Dona de carrinho de suco de laranja em Huyustus, maior mercado de rua de La Paz: entre 45 e 50 anos
- Hoje tá menos cheio do que outros dias, né?
- É sim, hoje está tranqüilo.
- A senhora trabalha há muito tempo por aqui?
- Sim, faz tempo.
- E o que vocês estão achando do Evo?
- Não está bom não. Só a agricultura, para cá não.
- Ah é?
- Estamos exportando frutas para o Brasil, para a Espanha, mas para a gente não tem.
- Entendi.
- Abacaxi, por exemplo, deste tamanho [faz o gesto com as mãos], estão exportando para o Brasil, para a Espanha. Para nós é caro.
- O Evo não está fazendo nada para a cidade?
- Não, só para os povoados.
- Só para a área rural, é isso?
- Isso. Você é de onde?
- Do Brasil.
- Ah é?
- Sim, mas estou morando aqui em La Paz.
- Tem bastante boliviano no Brasil, né?
- Tem sim. Na minha cidade, São Paulo, tem muitos.
- E o que tem para os bolivianos fazerem lá?
- A maioria trabalha na fabricação de tecidos.
- Ah, fazem roupa, né?
- Isso. É muito duro. Trabalham 12, 14 horas, quase não ganham nada. São muito explorados.
- Sei. Não tem mais nada para os bolivianos fazerem lá?
- É difícil. Às vezes trabalham como pedreiros, como comerciantes de rua também...
- Ah tá.
- E para os comerciantes de rua daqui, o Evo não fez nada?
- O prefeito que está fazendo.
- Ah é?
- Sim, está construindo mercados.
- Entendi. Sem ser isso, é difícil conseguir trabalho, né?
- É, não tem...
- Mas a senhora não acha que vai melhorar no próximo ano? Com a nova Constituição?
- É, o Evo está há só dois anos. É pouco. Vai fazer as coisas ainda. Quanto de dinheiro é preciso para ir para o Brasil?

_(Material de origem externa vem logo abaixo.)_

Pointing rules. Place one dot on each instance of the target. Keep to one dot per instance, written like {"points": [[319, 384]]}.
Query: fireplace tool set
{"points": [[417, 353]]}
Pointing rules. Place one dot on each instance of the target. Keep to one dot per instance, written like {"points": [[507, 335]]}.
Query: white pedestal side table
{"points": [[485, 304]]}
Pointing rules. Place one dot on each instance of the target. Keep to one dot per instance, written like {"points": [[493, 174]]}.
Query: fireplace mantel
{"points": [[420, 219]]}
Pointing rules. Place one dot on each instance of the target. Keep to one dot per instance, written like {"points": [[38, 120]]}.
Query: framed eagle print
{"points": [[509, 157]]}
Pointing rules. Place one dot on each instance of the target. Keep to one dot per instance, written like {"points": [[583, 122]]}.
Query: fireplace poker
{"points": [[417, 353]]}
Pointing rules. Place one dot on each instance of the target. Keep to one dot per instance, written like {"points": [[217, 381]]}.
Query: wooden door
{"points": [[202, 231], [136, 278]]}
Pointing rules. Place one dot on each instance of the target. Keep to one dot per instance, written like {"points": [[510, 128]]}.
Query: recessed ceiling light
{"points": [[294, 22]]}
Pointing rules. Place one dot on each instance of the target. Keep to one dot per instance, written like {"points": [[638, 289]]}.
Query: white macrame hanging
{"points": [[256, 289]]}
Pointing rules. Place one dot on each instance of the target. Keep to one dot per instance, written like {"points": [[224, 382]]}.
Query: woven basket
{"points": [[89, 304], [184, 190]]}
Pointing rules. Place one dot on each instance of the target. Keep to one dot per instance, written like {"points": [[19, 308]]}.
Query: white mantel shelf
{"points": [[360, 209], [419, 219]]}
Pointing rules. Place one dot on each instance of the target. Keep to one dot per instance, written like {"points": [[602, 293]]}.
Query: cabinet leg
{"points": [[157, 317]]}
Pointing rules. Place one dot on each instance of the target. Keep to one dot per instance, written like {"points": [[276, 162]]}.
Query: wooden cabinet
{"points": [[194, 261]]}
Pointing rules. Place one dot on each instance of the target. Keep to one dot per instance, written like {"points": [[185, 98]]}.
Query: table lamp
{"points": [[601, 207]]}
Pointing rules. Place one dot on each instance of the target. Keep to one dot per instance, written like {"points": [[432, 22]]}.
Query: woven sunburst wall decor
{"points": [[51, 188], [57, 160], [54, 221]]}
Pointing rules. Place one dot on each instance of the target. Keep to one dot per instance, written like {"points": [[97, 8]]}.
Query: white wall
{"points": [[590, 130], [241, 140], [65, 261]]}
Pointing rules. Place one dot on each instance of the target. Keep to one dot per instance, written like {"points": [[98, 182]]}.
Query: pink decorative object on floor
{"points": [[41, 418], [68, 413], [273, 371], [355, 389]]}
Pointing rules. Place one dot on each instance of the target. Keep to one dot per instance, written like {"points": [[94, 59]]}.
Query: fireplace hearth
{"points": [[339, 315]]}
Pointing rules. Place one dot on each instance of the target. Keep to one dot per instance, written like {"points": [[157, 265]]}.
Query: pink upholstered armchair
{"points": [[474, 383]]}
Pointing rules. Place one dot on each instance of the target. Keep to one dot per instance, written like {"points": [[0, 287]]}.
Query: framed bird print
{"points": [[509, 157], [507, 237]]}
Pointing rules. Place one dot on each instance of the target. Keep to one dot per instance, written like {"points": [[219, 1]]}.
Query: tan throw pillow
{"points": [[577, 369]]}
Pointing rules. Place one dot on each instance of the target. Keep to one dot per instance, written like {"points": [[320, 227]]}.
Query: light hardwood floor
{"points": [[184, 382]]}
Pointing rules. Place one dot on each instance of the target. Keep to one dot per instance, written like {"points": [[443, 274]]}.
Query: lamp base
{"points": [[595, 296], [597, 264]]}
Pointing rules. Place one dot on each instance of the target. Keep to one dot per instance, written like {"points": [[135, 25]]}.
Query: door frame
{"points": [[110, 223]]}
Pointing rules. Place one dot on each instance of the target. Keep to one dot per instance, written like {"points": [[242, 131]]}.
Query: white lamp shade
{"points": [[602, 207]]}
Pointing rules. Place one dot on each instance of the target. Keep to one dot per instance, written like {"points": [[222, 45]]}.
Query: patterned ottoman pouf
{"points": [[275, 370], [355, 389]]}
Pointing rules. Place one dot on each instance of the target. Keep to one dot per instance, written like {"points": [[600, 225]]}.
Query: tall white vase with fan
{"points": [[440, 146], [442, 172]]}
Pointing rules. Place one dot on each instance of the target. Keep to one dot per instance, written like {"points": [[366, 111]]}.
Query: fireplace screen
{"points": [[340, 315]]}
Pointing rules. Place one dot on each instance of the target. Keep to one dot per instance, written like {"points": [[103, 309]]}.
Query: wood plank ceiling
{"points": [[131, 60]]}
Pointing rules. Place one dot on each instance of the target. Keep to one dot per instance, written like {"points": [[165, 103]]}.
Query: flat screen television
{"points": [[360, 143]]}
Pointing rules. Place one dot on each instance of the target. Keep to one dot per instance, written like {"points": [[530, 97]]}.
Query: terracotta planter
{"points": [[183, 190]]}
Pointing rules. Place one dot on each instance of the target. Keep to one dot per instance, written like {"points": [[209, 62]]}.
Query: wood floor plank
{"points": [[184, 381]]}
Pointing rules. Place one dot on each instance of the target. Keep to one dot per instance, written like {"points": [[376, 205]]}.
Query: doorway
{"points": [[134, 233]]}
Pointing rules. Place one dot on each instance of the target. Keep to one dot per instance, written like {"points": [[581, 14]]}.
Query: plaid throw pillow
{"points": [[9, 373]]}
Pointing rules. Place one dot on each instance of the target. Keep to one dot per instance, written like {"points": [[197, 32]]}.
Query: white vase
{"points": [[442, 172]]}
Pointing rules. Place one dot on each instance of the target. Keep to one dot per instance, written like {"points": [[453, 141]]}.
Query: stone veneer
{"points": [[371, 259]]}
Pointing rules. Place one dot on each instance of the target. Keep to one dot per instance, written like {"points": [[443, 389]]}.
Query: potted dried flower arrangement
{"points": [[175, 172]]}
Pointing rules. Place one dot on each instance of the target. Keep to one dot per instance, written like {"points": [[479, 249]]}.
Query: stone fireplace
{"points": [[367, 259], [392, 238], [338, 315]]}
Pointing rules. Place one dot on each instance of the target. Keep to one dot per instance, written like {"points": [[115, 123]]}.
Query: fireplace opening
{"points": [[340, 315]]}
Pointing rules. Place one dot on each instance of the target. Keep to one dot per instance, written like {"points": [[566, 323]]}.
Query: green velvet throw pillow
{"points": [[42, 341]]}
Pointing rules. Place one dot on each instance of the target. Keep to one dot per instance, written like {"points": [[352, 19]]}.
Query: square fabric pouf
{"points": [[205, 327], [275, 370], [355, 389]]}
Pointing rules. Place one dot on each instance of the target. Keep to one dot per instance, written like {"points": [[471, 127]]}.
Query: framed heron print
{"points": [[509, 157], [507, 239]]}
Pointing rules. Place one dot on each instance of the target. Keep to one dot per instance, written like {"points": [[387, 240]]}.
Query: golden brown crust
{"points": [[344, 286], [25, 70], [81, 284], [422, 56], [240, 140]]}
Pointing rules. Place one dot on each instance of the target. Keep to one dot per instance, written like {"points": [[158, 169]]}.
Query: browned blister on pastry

- Hum... não sei. Bastante, porque tem o ônibus e um dinheiro para ficar lá até conseguir trabalho, né?
- É verdade.
- Mas a maioria dos bolivianos fora está na Argentina, não é mesmo?
- É sim, tem bastante.
- Eles mandam muito dinheiro para cá, né, para suas famílias?
- Mandam. É que a Argentina aceita sem exigir nada.
- Ah é?
- É. Só precisa do documento de identidade, não precisa de passaporte.
- Ah tá.
- Antes pediam passaporte, agora não mais.
Engraxate, 13 anos
- Quer que lustre?
- Não, obrigado.
- Lendo jornal?
- Sim.
- O que está acontecendo hoje?
- Nada demais. Pouca novidade.
- Chovendo muito, né?
- Sim, mas pelo menos agora parou.
- É.
- Vai e volta.
- De que país você é?
- Brasil, mas moro aqui.
- Ah tá.
- Eu gosto bastante da Bolívia.
- É linda, não?
- É sim. Você também gosta?
- Gosto sim. O Brasil é maior que a Bolívia, né?
- Sim, bem maior.
- A Bolívia perdeu muito.
- Terras?
- É, territórios.
- É verdade, perdeu para vários países, né?
- É.
- Você mora por aqui?
- Sim, moro. E você?
- Em Sopocachi.
- Ah, para cima.
- É. (Bocejo)
- Tá com sono?
- Estou sim. Você não?
- Não, eu tenho é fome.
- É?
- Você não quer ser o padrinho de um refrigerante? É que ainda não almocei. [Era por volta das 17h30]
- (Pego 10 bolivianos, cerca de R$ 3) Aqui está.
- Muito obrigado.
- De nada. Você trabalha há muito tempo?
- Quatro anos.
- Quantos anos você tem?
- 13.
- Sei. E como está o Evo?
- Bem.
- Ele é bom?
- É sim.
- Por quê? O que ele está fazendo?
- Está doando... está proporcionando dinheiro para a Bolívia.
- Ah, é?
- É. Antes não era assim.
- Como era?
- Antes não faziam nada, só roubavam.
- O Evo não rouba não, né?
- Não. Ele está usando o dinheiro para mudar o país.
- Você acha que ele faz as coisas para os mais necessitados?
- Acho sim.
- A vida vai melhorar para todos, então?
- Vai sim.
- Que bom. Tomara. Você está na escola?
- Estou.
- Legal. E o que você quer ser quando crescer?
- Doutor.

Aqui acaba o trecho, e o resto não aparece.